15 JUNE 1934, Page 14

" Those Were the Days ! " At the Regal

THIS British International production is adapted from Pinero's farce, The Magistrate, which dates from 1885. The film shifts the action into the 'nineties, presumably because the " naughty 'nineties " are supposed to be popular with the public, suggesting all sorts of wild dissipation. One effect of the change is to remove the story still further into the realm of caricature, for it is impossible to believe that people were behaving like this less than fifty years ago, when the first motor-cars were coming in.

Mr. Will Hay, well known to variety audiences and wireless listeners, makes his first screen appearance as Mr. Posket, the magistrate who inadvertently sentences his highly respect- able wife to a week in gaol. He has a neat style, but he would have a better chance in a broader part. He is supposed to be a pillar of society who masquerades as a reveller, but it is difficult not to feel that he is masquerading as a magistrate. Others in the cast include Iris Hoey, Angela Baddeley, Claud Allister and George Graves, but the best acting comes from Lawrence Hanray, seen all too briefly as the magistrate's clerk.
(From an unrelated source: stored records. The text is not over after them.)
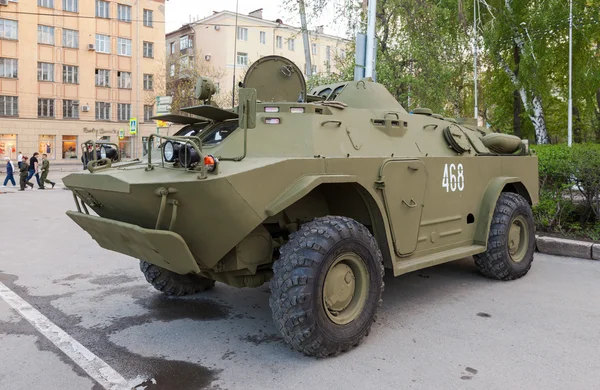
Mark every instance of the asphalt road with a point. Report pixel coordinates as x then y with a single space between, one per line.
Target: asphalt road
441 328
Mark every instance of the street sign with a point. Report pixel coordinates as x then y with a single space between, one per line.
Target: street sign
133 126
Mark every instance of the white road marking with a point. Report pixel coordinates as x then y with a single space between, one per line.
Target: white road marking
83 357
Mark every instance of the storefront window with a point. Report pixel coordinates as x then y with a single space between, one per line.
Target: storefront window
8 146
46 143
69 146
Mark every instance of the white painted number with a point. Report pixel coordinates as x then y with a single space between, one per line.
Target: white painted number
454 178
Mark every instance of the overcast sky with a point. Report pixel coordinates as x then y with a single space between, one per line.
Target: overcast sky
178 12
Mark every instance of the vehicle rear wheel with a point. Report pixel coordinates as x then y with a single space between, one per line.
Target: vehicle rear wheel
172 284
327 286
511 241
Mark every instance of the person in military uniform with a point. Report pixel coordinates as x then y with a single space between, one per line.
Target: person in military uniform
24 172
45 170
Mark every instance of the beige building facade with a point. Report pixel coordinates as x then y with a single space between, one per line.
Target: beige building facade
227 49
75 70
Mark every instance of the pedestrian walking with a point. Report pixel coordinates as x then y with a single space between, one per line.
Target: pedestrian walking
10 172
24 172
34 169
45 171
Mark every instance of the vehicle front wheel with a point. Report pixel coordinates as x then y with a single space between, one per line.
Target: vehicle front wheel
327 286
511 241
172 284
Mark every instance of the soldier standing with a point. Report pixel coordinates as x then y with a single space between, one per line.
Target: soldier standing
45 170
24 172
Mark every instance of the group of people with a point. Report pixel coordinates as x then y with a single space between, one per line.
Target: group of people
27 170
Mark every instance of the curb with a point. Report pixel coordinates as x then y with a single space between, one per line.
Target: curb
565 247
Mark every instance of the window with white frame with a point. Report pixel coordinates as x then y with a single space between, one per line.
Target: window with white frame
46 3
45 108
9 106
102 78
102 43
148 49
9 68
124 13
242 33
148 18
71 5
71 38
242 59
70 74
123 111
45 34
124 80
9 29
103 111
148 82
45 71
102 9
71 109
124 46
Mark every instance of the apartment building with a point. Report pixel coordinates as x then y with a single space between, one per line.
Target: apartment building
75 70
217 41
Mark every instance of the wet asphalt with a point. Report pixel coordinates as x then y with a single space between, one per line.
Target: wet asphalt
441 328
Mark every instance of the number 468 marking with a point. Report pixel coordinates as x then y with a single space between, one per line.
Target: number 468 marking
454 178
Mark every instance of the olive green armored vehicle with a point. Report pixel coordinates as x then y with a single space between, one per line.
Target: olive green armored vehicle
316 192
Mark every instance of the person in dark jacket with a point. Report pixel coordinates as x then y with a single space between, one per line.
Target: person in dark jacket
10 172
24 172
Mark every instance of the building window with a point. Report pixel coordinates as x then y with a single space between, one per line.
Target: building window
148 49
71 5
148 18
9 29
185 42
45 108
124 46
69 146
124 80
242 34
46 35
242 59
71 38
102 43
124 111
46 3
102 9
124 13
45 71
103 111
102 78
71 109
9 106
148 82
148 112
70 74
9 68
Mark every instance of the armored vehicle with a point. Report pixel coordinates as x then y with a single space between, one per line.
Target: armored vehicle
316 192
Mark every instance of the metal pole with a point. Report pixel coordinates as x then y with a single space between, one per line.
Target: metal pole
370 61
475 57
570 117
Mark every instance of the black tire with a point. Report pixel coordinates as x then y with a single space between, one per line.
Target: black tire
172 284
497 262
297 296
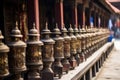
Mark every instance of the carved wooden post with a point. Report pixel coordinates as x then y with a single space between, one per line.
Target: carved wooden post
65 62
33 55
58 52
72 48
16 56
77 56
48 52
3 58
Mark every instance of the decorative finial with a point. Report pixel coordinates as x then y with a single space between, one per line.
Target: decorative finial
56 25
70 26
33 25
16 26
46 25
79 26
1 36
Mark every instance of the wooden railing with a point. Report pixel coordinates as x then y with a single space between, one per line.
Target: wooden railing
79 53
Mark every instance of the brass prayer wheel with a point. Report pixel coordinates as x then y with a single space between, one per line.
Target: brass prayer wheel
47 54
34 55
58 51
3 58
65 61
17 54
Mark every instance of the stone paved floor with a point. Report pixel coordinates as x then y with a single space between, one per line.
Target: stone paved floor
111 68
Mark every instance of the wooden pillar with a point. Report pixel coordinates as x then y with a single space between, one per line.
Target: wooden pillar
36 10
95 19
74 14
33 13
59 13
81 12
88 15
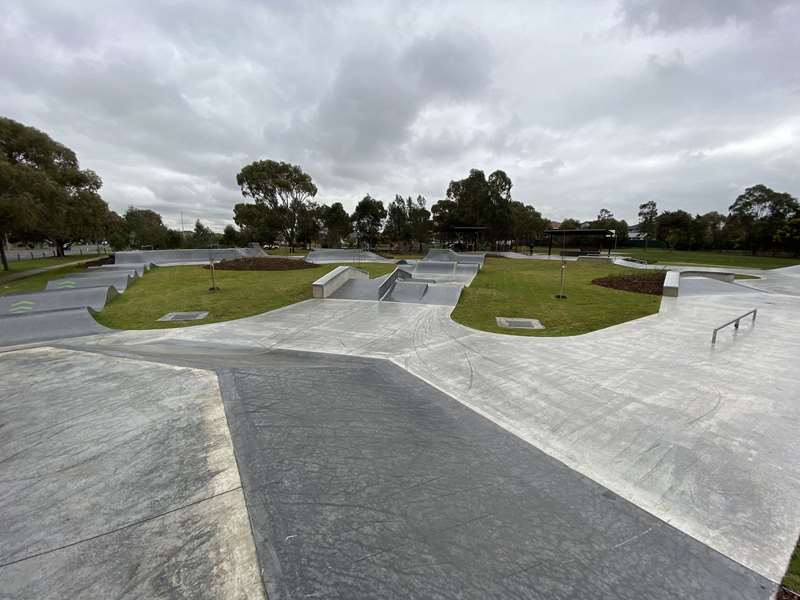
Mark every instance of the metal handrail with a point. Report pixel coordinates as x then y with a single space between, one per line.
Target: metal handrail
754 312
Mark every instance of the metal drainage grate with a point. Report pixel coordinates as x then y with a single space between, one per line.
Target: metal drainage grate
516 323
187 316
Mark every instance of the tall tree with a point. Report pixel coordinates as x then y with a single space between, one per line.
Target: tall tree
367 219
282 187
420 221
145 228
44 195
257 223
408 222
203 237
337 224
231 237
757 215
309 223
675 228
648 212
445 220
527 224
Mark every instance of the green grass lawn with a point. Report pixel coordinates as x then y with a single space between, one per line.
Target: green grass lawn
792 578
36 283
241 294
523 288
15 266
718 259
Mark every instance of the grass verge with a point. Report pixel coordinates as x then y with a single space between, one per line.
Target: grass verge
241 294
526 288
791 580
714 259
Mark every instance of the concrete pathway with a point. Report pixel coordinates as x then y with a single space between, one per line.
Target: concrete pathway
118 480
362 481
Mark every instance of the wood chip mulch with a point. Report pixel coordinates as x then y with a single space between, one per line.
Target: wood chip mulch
645 283
262 264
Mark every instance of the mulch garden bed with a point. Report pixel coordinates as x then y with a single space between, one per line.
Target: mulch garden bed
644 283
262 264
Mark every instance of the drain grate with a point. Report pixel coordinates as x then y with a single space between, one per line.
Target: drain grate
518 323
185 316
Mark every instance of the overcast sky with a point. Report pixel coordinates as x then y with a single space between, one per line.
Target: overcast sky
585 105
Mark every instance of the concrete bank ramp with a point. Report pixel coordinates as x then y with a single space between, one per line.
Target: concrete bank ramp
52 300
100 275
138 268
446 272
323 256
442 255
51 325
188 256
698 285
63 309
119 281
397 286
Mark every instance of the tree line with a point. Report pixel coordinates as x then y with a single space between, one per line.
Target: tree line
478 210
45 196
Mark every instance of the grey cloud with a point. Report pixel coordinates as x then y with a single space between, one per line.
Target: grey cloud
691 102
552 166
671 15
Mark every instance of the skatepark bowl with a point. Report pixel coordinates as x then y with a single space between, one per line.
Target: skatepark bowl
361 444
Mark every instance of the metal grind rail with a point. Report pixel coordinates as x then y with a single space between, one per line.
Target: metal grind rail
735 323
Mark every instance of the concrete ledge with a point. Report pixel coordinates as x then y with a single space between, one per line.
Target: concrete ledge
328 284
672 283
606 259
719 275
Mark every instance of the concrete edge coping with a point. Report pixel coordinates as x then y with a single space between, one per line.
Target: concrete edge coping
329 283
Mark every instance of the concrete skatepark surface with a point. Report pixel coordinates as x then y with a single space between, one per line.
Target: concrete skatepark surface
683 435
399 286
322 256
442 255
123 459
369 483
188 256
117 280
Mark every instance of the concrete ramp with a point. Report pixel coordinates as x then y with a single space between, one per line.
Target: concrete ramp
407 291
50 300
51 325
100 275
138 268
119 281
442 255
324 256
697 285
397 286
188 256
435 267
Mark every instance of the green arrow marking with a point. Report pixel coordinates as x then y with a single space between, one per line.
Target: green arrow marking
21 306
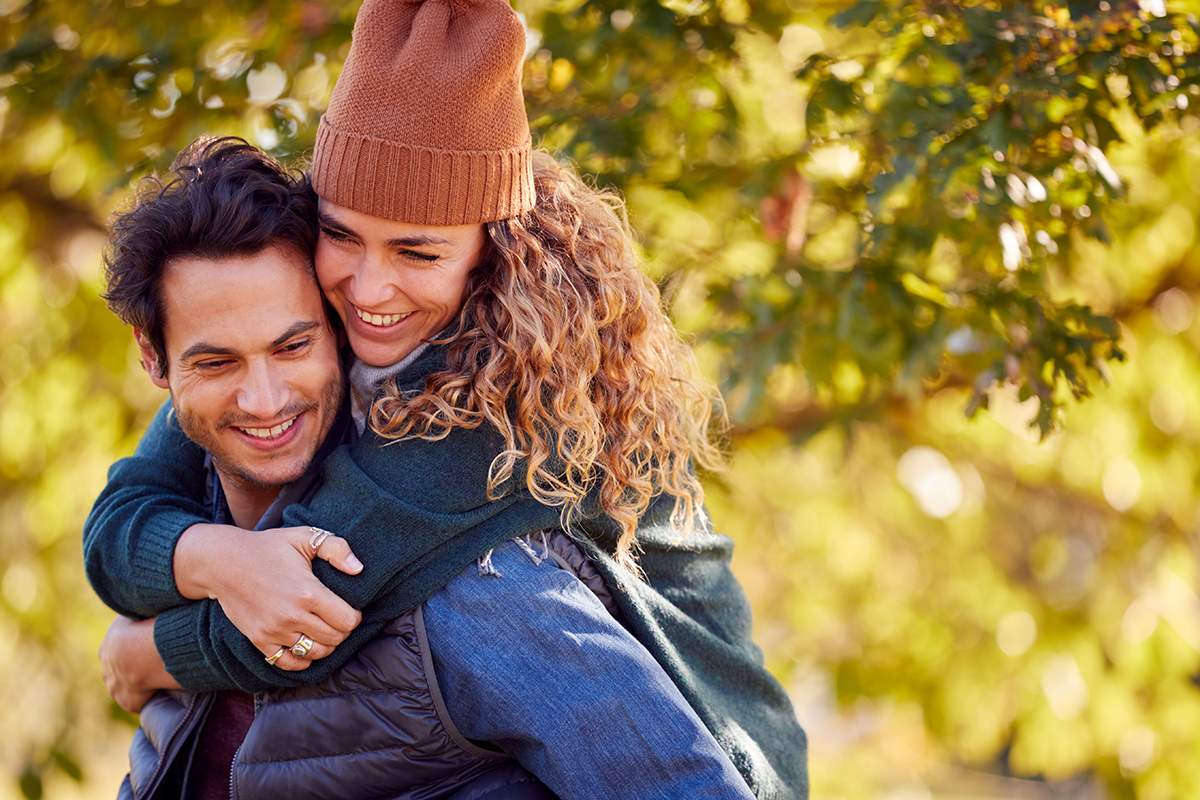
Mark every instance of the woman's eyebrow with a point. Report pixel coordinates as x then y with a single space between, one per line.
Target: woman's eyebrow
327 221
417 241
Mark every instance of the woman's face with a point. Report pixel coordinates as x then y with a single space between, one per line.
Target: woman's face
394 283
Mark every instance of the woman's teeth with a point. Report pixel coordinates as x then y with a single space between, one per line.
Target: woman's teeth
381 320
268 433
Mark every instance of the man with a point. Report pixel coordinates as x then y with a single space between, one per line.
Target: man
214 272
238 332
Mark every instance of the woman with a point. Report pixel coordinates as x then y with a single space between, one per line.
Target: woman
510 346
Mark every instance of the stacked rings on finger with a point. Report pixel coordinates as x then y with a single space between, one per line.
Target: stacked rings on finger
301 648
317 539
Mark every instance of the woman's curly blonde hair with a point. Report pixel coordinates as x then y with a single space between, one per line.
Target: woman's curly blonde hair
564 347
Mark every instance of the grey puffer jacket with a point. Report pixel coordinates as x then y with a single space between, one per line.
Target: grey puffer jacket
377 728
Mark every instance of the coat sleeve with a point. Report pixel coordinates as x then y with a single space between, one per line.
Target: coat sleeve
130 536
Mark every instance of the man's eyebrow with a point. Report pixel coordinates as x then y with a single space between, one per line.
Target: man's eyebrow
204 348
297 328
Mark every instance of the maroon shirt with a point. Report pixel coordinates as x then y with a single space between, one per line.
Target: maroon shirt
222 734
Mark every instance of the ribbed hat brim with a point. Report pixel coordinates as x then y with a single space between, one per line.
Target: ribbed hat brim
421 185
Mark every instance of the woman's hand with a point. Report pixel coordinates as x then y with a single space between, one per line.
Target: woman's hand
265 585
132 668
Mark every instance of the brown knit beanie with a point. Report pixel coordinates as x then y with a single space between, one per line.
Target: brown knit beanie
427 122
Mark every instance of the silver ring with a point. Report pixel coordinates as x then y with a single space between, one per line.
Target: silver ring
317 539
301 648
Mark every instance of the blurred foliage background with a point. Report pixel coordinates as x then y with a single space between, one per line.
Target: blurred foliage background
874 218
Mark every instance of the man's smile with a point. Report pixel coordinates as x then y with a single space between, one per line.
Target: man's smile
269 433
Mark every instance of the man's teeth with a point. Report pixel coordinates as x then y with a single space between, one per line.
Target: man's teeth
382 320
268 433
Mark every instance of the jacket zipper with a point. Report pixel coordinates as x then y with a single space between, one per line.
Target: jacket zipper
168 755
233 765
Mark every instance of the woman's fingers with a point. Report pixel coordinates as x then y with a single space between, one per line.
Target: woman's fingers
337 552
289 662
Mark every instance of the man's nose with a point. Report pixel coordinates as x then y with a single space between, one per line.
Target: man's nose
264 392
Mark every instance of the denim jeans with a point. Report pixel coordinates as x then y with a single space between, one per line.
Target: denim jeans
528 660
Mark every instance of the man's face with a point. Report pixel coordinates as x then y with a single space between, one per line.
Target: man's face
252 364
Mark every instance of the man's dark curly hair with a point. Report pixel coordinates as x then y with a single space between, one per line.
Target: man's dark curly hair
222 198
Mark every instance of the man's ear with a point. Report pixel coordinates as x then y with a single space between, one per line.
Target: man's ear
149 359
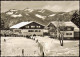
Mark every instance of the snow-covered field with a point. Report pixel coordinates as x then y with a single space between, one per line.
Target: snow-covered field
14 45
51 47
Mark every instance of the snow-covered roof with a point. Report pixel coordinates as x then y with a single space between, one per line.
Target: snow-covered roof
20 24
69 23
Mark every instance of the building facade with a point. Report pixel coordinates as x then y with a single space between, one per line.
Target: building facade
69 30
28 28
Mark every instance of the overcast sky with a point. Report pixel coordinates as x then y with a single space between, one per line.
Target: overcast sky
55 6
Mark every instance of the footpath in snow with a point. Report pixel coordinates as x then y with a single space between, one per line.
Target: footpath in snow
51 47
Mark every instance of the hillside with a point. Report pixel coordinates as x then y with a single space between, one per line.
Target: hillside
43 16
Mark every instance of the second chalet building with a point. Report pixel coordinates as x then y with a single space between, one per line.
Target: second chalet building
28 28
70 29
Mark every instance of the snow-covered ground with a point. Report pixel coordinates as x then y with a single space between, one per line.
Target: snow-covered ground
14 45
51 47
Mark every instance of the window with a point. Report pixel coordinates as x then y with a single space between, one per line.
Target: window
30 30
68 33
27 26
38 26
37 30
17 30
68 28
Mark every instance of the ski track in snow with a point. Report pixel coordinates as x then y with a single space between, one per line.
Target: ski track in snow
13 47
51 47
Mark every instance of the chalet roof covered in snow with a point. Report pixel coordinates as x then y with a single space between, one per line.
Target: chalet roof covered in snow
20 24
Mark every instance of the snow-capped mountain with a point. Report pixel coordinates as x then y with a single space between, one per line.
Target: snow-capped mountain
44 16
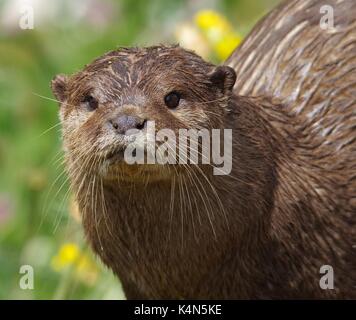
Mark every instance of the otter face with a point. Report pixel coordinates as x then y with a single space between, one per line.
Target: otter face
110 103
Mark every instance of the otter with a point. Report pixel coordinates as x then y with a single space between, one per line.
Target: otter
287 209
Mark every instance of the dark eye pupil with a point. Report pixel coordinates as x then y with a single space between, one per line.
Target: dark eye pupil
172 99
91 102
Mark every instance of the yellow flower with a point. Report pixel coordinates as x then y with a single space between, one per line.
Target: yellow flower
218 32
209 19
190 38
226 45
70 255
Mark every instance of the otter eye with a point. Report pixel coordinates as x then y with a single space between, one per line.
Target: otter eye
172 99
91 102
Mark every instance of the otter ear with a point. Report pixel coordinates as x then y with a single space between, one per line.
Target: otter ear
224 78
59 87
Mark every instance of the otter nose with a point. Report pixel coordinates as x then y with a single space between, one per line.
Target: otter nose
124 122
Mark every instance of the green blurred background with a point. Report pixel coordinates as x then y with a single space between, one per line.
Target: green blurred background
39 224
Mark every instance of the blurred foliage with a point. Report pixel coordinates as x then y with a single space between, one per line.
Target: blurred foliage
38 220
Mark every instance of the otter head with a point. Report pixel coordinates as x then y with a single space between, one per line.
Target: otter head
112 102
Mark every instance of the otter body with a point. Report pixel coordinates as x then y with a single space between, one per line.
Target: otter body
287 208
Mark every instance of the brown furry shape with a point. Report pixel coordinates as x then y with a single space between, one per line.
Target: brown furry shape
289 205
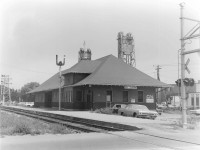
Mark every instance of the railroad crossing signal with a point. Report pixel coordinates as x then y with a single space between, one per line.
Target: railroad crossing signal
186 81
186 66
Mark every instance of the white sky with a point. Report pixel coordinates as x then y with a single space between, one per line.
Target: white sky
32 32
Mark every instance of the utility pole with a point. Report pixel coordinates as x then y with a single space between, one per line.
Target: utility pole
190 35
158 73
158 90
60 64
5 88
The period detail, elaborately and skilfully contrived, includes a full-scale music-hall performance, with imitations of Marie Lloyd, Little Tich, and other celebrities of the time. This is well done, but it lasts too long ; and it seems to me that the whole action, moving with resounding creaks from one coincidence to another, ought nowadays to be taken at a much more lively pace. But as a caricature of Victorian manners the film has a kind of nightmare fascination. Those were the days, it suggests, when gaiety was to be had only by bribing the butler to say nothing about it.